Giving Bots Personalities
One of the most entertaining presentations came from the entertainment industry. Alonso Martinez, is Technical Director of Pixar Animation Studios and he talked about the building blocks of empathy and making characters that people fall in love with. While Jibo has a lot of personality, most other bots could elicit more user engagement and affinity by intentionally adding specific character traits. He also demonstrated a cute, orb-shaped robot that he had developed himself that communicated by movement, light and sound, without the need for speech. It recognized Mr. Martinez’s speech and reacted appropriately and entertainingly to the interaction, but spoken communication wasn’t part of the character design and it made for a unique interaction model.
Martinez suggested developers can learn from the movies when building a backstory for their bots:
- Make them admirable – give them a quality that people appreciate
- Make them desire – show that they want something
- Make them incomplete – enable the user to witness growth in the character
- Make them struggle – let the user see the bot learning and overcoming a challenge
- Make them change – enable the bot through struggle and learning to become better
Martinez pointed out that a user who has witnessed a character or bot that has gone through this transformation will be more emotionally connected to it and more likely to become a loyal user. The emotional switching costs are simply higher. These are fascinating ideas that are definitely hard to put into practice but could have a big payoff even if implemented partially. You could see many of these characteristics on display in Mr. Martinez’s Alonso Robot.
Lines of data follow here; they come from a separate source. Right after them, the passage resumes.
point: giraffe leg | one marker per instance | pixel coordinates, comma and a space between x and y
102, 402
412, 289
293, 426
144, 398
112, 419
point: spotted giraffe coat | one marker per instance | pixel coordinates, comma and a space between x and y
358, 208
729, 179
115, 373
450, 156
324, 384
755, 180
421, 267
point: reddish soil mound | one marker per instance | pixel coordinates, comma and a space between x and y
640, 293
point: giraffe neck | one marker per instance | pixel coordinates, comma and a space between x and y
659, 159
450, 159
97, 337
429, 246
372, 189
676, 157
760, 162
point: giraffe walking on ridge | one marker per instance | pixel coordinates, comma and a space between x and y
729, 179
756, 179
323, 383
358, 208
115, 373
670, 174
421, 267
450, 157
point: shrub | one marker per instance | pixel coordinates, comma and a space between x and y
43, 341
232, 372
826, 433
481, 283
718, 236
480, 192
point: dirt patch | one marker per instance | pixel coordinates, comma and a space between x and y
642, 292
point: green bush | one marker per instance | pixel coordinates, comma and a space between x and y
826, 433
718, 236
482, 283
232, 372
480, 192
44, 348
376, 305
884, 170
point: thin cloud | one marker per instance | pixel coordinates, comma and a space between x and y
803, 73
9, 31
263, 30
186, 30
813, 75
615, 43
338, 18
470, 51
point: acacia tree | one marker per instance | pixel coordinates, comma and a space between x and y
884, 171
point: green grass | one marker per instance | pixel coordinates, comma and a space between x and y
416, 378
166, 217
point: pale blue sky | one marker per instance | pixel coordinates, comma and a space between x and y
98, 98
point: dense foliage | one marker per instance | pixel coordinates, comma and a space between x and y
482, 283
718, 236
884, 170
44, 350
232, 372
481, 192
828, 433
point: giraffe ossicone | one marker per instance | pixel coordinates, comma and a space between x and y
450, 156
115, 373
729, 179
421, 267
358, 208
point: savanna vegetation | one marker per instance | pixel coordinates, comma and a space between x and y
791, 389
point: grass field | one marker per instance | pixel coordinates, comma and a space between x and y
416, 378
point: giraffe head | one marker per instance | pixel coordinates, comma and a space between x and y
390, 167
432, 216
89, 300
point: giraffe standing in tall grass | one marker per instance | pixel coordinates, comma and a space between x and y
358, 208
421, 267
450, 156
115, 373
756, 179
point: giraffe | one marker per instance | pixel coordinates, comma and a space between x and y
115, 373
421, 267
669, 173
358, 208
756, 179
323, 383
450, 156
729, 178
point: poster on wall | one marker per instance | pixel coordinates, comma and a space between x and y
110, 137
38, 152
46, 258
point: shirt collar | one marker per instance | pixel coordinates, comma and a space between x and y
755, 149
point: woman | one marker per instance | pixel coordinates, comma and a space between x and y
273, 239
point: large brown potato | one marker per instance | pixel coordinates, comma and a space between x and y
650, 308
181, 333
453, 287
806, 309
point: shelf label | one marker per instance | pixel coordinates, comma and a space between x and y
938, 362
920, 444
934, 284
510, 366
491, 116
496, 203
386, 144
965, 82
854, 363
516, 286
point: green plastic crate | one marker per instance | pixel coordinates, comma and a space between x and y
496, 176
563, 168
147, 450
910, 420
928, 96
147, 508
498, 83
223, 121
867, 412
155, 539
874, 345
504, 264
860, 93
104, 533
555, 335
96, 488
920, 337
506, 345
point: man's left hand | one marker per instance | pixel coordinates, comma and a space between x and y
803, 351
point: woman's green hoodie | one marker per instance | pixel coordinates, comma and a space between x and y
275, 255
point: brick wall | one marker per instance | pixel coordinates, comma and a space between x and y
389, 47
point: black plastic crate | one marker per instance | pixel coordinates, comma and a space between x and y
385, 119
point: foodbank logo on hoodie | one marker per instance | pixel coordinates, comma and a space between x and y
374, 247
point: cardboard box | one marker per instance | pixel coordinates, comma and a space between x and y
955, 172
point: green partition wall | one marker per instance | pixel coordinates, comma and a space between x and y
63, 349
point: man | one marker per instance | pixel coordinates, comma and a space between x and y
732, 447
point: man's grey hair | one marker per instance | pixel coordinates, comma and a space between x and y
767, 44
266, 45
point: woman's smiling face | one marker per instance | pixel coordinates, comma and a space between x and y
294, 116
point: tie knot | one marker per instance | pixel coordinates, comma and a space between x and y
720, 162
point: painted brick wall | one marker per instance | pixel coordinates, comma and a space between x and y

Oren Jacob, CEO of Pullstring and a former CTO at Pixar, talked about these concepts from the perspective of the quality of the conversational interaction. He said, “should we be teaching computer programmers to create conversations as insightful as a Terry Gross interview? Or, should we build tools to help Terry Gross create compelling computer conversations.” [Terry Gross is a famous NPR Host] He went on to suggest that character and conversation in bots is a new model that draws from both the linear arts such as screen writing and stage production along with the interactive arts that we see in entertainment such as video gaming. His thesis is that expertise in the linear and interactive arts is hard to teach to developers so he is trying to make development more accessible to people with an artistic background.
Why AI is Back in the Spotlight?
Many people think of artificial intelligence (AI) as being new. Jordi Torras, CEO of Inbenta knows better. He was working with AI-based expert systems in the late 1980’s. Mr. Torras outlined the AI rollercoaster from the 1950’s to today that included multiple AI springs and winters (more on this from Andreessen Horowitz’s Frank Chen). His answer to why AI is back now and is more productive than ever: advances in deep learning. Neural networks today are no longer just responding to queries the way expert systems did in the past. They are identifying new knowledge and learning things that were never taught to them.
Day 2 of the Virtual Assistant Summit will include presentations by ROSS Intelligence, Renault, NXROBO, BuddyGuard, Sense.ly and many others. The industry is moving fast and there are a lot of innovators working to make the technology better for users.